Key finding: exponential reward weighting alters the Hermite signal available to the first layer of the neural network. When the feature-learning temperature exceeds a dimension-free O(1) threshold, a constant fraction of neurons successfully recover the hidden direction—a weak-recovery complexity governed by the generative exponent. The paper then derives bounds on the policy value gap for two weighting schemes: an idealized label-weighted fit using true rewards and a practical surrogate-weighted fit using learned rewards.
These bounds reveal an admissible set of deployment temperatures that balance the benefit of lower temperatures (sharper policies) against the increased learning cost from exponential weighting. The surrogate-weighted case introduces proxy-dependent factors that shrink this admissible set, highlighting a practical constraint. The work provides a rigorous framework for understanding when and why reward model training leads to good downstream policies, with implications for RLHF and related methods.

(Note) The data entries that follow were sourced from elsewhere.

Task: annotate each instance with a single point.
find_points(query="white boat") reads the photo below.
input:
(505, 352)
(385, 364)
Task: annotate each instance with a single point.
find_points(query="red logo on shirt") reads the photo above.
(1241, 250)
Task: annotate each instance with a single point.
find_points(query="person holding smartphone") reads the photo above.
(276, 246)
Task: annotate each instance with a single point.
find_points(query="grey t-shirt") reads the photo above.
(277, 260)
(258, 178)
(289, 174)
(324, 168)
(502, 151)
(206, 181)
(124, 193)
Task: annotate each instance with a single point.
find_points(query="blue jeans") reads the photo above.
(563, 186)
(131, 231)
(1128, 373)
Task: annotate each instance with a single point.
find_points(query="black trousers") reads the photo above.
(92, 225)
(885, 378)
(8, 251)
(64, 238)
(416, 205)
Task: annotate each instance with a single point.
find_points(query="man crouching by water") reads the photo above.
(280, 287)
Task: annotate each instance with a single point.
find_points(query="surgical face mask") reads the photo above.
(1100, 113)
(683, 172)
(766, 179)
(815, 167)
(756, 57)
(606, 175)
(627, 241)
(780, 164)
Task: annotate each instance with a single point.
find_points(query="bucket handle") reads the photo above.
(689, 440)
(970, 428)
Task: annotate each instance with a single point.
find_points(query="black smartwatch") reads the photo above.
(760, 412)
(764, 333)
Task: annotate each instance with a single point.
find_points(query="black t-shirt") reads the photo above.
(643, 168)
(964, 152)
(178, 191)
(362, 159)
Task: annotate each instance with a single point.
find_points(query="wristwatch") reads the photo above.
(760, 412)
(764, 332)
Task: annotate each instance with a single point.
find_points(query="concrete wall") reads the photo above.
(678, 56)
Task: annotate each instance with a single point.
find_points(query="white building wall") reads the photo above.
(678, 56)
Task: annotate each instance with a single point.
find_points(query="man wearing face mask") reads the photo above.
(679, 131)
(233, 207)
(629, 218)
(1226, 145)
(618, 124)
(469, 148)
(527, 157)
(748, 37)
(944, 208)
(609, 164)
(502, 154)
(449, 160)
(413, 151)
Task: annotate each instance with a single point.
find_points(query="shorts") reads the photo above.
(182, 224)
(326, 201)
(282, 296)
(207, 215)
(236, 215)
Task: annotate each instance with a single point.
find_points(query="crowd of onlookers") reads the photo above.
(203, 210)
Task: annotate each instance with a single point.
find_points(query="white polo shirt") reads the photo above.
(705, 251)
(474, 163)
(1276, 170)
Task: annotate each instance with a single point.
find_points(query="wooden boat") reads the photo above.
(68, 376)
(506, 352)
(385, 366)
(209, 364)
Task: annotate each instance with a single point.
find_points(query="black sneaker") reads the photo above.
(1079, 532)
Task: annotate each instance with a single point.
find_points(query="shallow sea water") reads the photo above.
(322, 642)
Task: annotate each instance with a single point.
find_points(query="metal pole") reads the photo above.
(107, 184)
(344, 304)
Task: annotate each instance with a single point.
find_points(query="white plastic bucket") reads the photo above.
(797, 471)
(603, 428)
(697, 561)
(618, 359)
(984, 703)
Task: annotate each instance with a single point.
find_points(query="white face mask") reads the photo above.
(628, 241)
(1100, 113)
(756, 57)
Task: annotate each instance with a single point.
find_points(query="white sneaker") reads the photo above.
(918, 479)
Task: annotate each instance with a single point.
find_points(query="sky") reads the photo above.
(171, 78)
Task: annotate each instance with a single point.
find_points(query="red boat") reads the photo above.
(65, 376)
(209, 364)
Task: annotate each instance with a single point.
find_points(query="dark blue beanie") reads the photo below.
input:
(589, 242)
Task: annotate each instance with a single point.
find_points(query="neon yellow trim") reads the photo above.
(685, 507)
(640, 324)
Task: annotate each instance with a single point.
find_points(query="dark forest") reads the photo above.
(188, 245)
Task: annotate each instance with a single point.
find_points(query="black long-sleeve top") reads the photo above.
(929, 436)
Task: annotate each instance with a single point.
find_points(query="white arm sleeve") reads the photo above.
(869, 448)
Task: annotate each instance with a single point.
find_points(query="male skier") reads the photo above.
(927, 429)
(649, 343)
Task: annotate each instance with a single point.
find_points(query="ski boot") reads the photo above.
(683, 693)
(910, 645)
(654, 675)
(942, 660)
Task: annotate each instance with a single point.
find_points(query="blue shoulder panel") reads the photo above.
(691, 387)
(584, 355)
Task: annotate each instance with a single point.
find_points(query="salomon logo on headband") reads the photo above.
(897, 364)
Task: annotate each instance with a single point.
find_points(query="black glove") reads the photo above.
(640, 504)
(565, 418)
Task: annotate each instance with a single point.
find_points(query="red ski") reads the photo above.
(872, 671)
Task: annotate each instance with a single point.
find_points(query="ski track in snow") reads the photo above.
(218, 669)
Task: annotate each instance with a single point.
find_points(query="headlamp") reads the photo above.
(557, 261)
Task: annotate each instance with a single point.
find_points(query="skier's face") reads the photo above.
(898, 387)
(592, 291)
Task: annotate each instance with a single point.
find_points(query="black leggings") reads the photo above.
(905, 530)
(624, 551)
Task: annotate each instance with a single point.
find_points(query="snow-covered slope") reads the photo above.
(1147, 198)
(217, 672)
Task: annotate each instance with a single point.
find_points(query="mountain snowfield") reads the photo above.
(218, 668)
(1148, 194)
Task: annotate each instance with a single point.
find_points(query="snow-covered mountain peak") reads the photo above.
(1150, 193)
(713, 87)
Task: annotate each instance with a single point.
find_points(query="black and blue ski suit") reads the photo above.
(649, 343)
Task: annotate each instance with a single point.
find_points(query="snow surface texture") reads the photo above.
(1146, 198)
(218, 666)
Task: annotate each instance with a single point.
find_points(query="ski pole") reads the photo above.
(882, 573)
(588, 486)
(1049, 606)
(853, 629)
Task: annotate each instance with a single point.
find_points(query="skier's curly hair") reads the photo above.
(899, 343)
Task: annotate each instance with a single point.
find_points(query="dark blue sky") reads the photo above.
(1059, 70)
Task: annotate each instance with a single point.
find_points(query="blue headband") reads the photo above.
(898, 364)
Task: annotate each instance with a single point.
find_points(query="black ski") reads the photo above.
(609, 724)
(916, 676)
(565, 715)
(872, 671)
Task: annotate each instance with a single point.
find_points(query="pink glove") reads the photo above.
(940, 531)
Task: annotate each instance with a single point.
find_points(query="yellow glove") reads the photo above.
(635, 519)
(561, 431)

- Feature-learning temperature above a dimension-free O(1) threshold enables a constant fraction of neurons to recover the hidden reward direction.
- Paper derives value-gap bounds for both idealized (true reward) and practical (surrogate-weighted) fits, showing surrogate-dependent factors shrink the admissible deployment temperature set.
- Exponential reward weighting changes the Hermite signal structure, with weak-recovery complexity governed by the generative exponent.
Why It Matters
Theoretical grounding for choosing reward model temperatures in RLHF, helping practitioners avoid overconfident or underfitted policies.